How is your 44 watts distributed? How much is going into heating the air, and how much is going into heating the water?
@Machine_Elf - I will go through the details when I get some time later. but here are somethings to check :
I think that density is incorrect. I get a density of around 1.66 grams per liter. Can you please check ?
Also the latent heat of vaporization is a function of temperature.
I used the density of air at STP (20C), and meant to write 1.225 grams per liter, not 0.001225. Pretty sure I used 1.225 g/l in my calcs. Having said that, I should have used the density at 37C, which would be even less. I don’t think you’re ever going to have super-cold air in your lungs - it gets heated on the way in - so I think 1.66 g/l is not an appropriate choice.
For the water, we’re starting with water at 37C, so the heat of vaporization should be the value for that temperature. This is not terribly different from the value at STP. I took the 2260 kj/kg value from the top of this google search result, but if I go with this chart instead, it looks more like 2425 kj/kg, in which case my water-vaporizing power becomes 16.28 watts.

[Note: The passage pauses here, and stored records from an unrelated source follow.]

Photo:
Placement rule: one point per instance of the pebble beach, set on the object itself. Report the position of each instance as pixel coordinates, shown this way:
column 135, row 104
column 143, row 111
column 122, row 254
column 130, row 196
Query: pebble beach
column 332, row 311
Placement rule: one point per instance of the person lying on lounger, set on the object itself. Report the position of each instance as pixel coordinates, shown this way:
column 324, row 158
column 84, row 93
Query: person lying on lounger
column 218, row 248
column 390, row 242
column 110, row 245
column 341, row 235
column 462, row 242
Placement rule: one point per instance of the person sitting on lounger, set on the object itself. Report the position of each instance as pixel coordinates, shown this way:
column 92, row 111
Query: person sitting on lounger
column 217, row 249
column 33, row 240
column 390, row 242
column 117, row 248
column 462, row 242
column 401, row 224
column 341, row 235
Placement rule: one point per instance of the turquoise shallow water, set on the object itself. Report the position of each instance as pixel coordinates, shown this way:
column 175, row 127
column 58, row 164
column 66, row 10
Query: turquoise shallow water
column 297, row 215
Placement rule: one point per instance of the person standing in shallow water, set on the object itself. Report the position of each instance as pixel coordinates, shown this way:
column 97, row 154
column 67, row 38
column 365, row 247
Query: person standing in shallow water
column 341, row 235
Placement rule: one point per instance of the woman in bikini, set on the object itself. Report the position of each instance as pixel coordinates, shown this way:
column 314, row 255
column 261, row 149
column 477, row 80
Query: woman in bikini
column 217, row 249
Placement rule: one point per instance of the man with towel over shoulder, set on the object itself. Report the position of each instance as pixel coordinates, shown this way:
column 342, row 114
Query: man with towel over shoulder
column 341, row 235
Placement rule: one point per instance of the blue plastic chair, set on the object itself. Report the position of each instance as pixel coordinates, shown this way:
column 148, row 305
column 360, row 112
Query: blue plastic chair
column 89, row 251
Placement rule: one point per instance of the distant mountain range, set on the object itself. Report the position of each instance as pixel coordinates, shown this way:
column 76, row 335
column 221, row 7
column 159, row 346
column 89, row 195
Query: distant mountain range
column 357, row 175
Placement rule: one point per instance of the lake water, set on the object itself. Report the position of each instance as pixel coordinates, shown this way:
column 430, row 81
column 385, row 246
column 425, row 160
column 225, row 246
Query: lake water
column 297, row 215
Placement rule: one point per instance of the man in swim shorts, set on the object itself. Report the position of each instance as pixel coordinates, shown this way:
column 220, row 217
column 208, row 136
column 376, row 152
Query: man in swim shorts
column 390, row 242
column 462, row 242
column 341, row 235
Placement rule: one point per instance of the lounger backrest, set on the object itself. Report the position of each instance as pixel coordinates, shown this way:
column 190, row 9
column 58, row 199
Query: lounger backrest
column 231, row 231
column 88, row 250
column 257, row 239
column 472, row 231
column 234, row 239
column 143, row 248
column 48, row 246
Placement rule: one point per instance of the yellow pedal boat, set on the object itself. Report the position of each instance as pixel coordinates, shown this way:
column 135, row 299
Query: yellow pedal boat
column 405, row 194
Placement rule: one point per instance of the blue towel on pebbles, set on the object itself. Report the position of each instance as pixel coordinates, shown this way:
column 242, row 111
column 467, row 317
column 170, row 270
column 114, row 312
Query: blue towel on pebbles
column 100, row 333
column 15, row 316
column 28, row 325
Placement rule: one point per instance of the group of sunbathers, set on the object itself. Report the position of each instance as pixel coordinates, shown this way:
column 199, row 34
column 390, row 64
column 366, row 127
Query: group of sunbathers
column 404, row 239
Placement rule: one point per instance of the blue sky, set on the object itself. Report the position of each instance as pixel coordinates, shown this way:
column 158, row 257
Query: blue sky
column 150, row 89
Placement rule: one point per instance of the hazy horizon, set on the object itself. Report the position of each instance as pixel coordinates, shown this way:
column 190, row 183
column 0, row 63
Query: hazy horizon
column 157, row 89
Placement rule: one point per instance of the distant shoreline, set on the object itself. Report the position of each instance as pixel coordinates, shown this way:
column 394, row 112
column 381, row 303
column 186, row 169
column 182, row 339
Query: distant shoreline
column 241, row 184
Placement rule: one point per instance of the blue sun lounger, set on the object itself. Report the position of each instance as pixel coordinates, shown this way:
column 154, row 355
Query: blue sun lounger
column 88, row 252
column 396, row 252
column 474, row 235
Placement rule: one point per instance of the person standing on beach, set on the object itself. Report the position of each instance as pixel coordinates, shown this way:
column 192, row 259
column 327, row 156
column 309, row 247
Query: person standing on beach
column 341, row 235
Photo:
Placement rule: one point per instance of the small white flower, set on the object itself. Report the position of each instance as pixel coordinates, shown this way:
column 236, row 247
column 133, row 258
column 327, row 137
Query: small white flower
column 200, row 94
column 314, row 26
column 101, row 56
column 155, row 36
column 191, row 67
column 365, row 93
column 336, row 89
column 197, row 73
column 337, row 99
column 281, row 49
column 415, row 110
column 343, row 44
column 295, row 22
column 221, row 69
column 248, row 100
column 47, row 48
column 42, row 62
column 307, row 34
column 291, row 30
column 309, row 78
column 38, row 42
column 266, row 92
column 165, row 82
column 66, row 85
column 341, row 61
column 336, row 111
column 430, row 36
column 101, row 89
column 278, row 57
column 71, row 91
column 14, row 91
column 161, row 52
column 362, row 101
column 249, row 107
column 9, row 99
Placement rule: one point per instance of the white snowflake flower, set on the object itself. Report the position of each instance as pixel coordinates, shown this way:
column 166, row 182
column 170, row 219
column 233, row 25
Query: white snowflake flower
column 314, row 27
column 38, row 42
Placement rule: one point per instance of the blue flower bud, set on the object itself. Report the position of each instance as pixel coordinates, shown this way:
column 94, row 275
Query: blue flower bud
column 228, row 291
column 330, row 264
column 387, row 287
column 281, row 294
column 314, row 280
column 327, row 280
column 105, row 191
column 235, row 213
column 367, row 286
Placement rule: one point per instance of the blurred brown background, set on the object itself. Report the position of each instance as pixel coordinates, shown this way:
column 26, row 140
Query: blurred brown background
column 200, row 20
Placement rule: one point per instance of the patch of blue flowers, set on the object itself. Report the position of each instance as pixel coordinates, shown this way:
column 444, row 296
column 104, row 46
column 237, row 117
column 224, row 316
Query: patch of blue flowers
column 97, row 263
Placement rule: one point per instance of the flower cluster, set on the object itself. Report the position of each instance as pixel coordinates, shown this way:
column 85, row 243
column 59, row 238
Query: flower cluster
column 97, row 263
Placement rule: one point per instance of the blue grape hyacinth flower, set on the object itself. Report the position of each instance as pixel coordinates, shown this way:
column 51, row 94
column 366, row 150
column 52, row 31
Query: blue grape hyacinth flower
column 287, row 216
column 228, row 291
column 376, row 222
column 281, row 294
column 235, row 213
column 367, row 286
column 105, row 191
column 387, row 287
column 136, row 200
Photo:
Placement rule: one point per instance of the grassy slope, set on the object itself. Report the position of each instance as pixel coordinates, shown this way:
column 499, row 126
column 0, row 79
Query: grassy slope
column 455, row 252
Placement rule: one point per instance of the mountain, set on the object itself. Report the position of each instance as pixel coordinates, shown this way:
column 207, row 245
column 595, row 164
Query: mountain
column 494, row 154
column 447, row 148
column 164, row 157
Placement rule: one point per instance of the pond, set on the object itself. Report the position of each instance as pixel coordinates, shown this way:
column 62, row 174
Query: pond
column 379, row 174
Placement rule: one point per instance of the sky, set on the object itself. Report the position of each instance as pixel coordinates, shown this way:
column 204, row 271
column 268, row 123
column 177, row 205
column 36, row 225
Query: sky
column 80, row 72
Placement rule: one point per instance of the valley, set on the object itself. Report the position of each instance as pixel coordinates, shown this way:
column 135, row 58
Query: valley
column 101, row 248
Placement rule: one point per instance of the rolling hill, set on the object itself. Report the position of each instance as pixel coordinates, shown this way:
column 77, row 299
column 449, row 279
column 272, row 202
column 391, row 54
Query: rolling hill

Still not enough to match with your results.
You are estimating heat loss by the human body, whether the heat is lost in the lungs or the passageways, wouldn’t it still count ?
My point is that you’re not going to have air existing in the lungs or passages at 1.66 g/l; it’s going to warm up on the way in, resulting in a density corresponding to ~37C, so using such 1.66 g/l to estimate mass flow rate from tidal volume will give an implausibly high mass flow rate.
I was going with the calculation basis originally posted in your post.